Reality, physics emerge as greatest obstacles to renewable growth
Renewable energy rent seekers like to make it seem like history is on their side, and that there is simply an inevitable and glorious march toward wind, solar, and battery storage technology. It appears two pesky characters, reality and physics, are showing up to spoil the party.
One of the many problems with wind and solar is that they are widely dispersed, and these facilities are often located far away from the population centers that will use the electricity generated from them. As a result, extensive and expensive transmission systems must be built to accommodate these weather-dependent resources, but it appears the current transmission grid is so full, adding any more renewable projects will be cost prohibitive.
According to an article in E&E News, transmission congestion threatens to dramatically slow renewable energy development as high transmission upgrade costs have forced developers to pull projects out of the Midcontinent Independent Systems Operator (MISO) interconnection queue.
“Of 5,000 megawatts of wind and solar projects in MISO’s western region that were part of a group being studied for interconnection, all but 250 MW had withdrawn as of Dec. 1, according to the alliance. And it’s unlikely those projects will move forward because they would require $100 million in transmission upgrades, the group said.”
It’s interesting that we’re already hitting a wall for transmission considering the state of Minnesota has recently spent more than $2 billion on Capx2020 just two years ago, and the Midcontinent Independent Systems Operator is in the final stages of completing a $6.6 billion “multi-value” build out across multiple states.
The need for even more transmission to be built will make most wind and solar projects in the queue impossibly unprofitable:
“The group of projects included Southern Power’s 200-MW Ruso wind farm in North Dakota. The company withdrew from the MISO queue after an engineering study showed the project, estimated to cost $250 million, would require $500 million in transmission upgrades.”
This means the cost of connecting to the grid is twice as high as the project itself.

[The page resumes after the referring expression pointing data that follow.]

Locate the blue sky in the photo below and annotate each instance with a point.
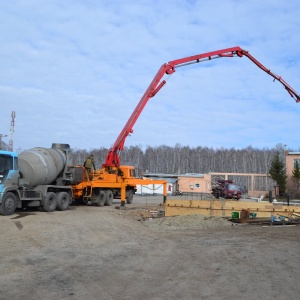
(73, 71)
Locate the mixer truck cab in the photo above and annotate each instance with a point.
(39, 177)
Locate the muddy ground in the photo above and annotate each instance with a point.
(106, 253)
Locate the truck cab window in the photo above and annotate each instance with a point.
(5, 163)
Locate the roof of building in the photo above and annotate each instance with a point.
(164, 176)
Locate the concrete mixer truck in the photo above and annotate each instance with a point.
(39, 177)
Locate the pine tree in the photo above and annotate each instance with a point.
(278, 173)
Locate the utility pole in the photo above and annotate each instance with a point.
(1, 136)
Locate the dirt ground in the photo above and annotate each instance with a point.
(105, 253)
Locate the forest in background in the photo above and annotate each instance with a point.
(184, 159)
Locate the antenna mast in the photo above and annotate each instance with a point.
(12, 129)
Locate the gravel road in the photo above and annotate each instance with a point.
(106, 253)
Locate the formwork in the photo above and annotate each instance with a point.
(226, 208)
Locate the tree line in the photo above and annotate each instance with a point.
(185, 159)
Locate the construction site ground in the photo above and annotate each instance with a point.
(92, 252)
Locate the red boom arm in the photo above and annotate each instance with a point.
(113, 159)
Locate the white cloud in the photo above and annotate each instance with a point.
(75, 70)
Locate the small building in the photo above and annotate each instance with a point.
(290, 162)
(194, 183)
(185, 183)
(157, 189)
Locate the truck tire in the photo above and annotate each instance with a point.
(129, 196)
(50, 202)
(63, 201)
(8, 205)
(101, 198)
(109, 197)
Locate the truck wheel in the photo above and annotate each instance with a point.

If you ever needed a clear sign that wind and solar could never make sense in a free market, this would be it. However, our old friends at Fresh Energy are being intellectually honest for a change and transparently advocating for a serious expansion of our transmission system to allow for more wind and solar to be integrated into the grid.
It’s not surprising that Fresh Energy wants to stick Minnesota families and businesses with the cost of renewable-enabling transmission projects, but if renewable energy firms can’t pay their own way in terms of transmission, it simply demonstrates that their technology is inferior to other sources of electricity like coal, natural gas and nuclear power.
This sentiment is backed up by the figure below from MISO, which shows that the amount of transmission problems that occur increases substantially as more and more weather-dependent renewables are added to the grid. It’s important to note that we didn’t need all of this extra transmission when were relying upon affordable, reliable sources of electricity that are not dependent upon the cooperation of the weather.
The need for costly transmission should be a signal that renewables simply aren’t the technology of the future, but according to a Star Tribune article, Xcel Energy wants to spend $11.5 billion on its distribution and transmission system over the next several years to facilitate its closure of its coal plants, and its plans to build more wind and solar.
Spending $11.5 billion on transmission and distribution systems will make the $466 million spending spree Xcel recently proposed look like peanuts. The recent proposed increase in spending would increase electricity rates for Minnesota families in Xcel’s service territory by 17.8 percent, as you can see in the graph below. This rate increase cause Minnesota families to pay an extra $169 to $200 per year.
Unfortunately, I have little confidence that Xcel will do the right thing by their ratepayers and scrap all of these expensive renewable energy and transmission projects. I also have little confidence in the Minnesota Public Utilities Commission or the Minnesota Department of Commerce to actually scrutinize these proposals and protect ratepayers from Xcel’s profit-seeking.
The only thing that will actually scare Xcel into doing the right thing is the fear of losing customers, which is currently prohibited under state law. This needs to change. Otherwise, Minnesota families and businesses will be forced to pay ever-increasing electric costs by a government-approved monopoly utility and a complicit state government.